|"I Want That You Are Always Happy"|
Title: I Want That You Are Always Happy
Genre: Indie Rock
Review: Artists can be forgiven for changing their tune between EPs and albums. Particularly if the intermediary stretches of time are spent touring, playing festivals or flying overseas to record with foreign producers in strange and wonderful studios. This is most certainly the case for The Middle East, who have been the apple of alternative Australia’s eye since they re-released their gorgeously intricate folk bombs ‘The Darkest Side’ and ‘Blood’ back in 2009. Dropped in the wake of the ‘banjo revolution’ that swept the likes of Mumford & Sons, Fleet Foxes, Boy & Bear and more into the limelight across the world, the question here was always going to be whether this highly skilled sextet were going to match those two sublime tunes; or indeed, whether they wanted to.
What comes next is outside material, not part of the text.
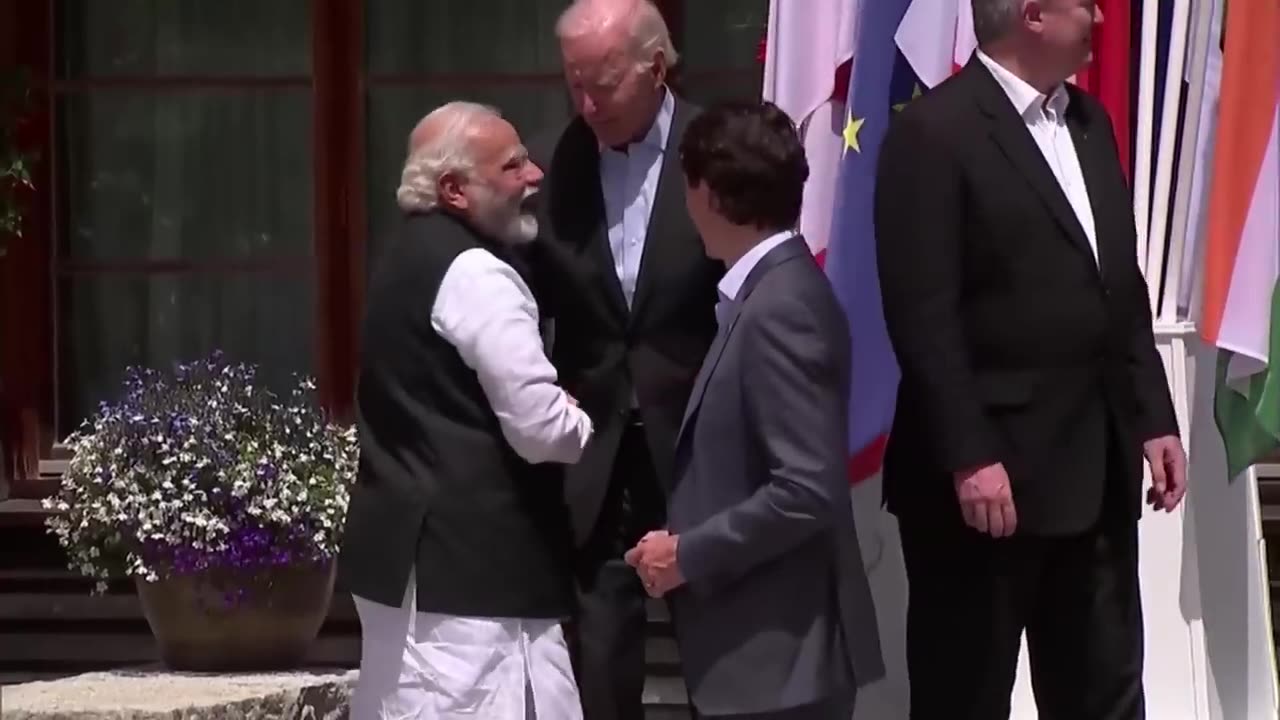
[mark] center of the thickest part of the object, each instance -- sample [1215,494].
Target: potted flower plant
[222,500]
With I Want That You Are Always Happy, we finally have an answer. Sort of.
I Want That You Are Always Happy is not an easy listen, but that doesn’t make it any less engaging. Burrowing far below the fingerpicked, poppy surface of what the Townsville group had on offer two years ago, the full breadth of their ideas are somewhat realised on this record - even if those ideas can be conflicting (no surprise considering the band boasts two prolific songwriters in Rohin Jones and Jordan Ireland; the pair also share and exchange lead vocals throughout the record). While the Middle East are still devastatingly accomplished orchestrators, able to sync vocals and horns in dizzying variations on tracks like the gently building ‘Months’ (the group vocals on which coming closest to re-animating the all-in climax of 'Blood'), or whip out ascending harmonies on bluegrass-esque stomper ‘Hunger Song’, The Middle East are also quite content to pare back the tempo and mood when they see fit. Which is often. This varied approach results in the brooding Tom Waits-ish piano ballad ‘My Grandma Was Pearl Hall’ and the similarly Grey’s Anatomy-appropriate ‘Very Many’; which would work wonders apart from the fact that it goes for five and a half minutes, with very little in the way of climax.
It's not often that a "buzz" band releases a slow-burner for their debut, but that's precisely what the Middle East have achieved. Less a statement of intent and more a transitional reflection that reveals over time; from a bunch of kids who love to sing and play their instruments together. Not what was expected, but sometimes the unexpected is also the most revealing.
Tracklist: 01. Black Death 1349; 02. My Grandma Was Pearl Hall; 03. As I Go To See Janey; 04. Jesus Came To My Birthday Party; 05. Land of The Bloody Unknown; 06. Very Many; 07. Sydney to Newcastle;
08. Mount Morgan; 09. Months; 10. Dan’s Silverleaf; 11. Hunger Song; 12. Ninth Ave Reverie; 13. Deep Water; 14. Mount Morgan End.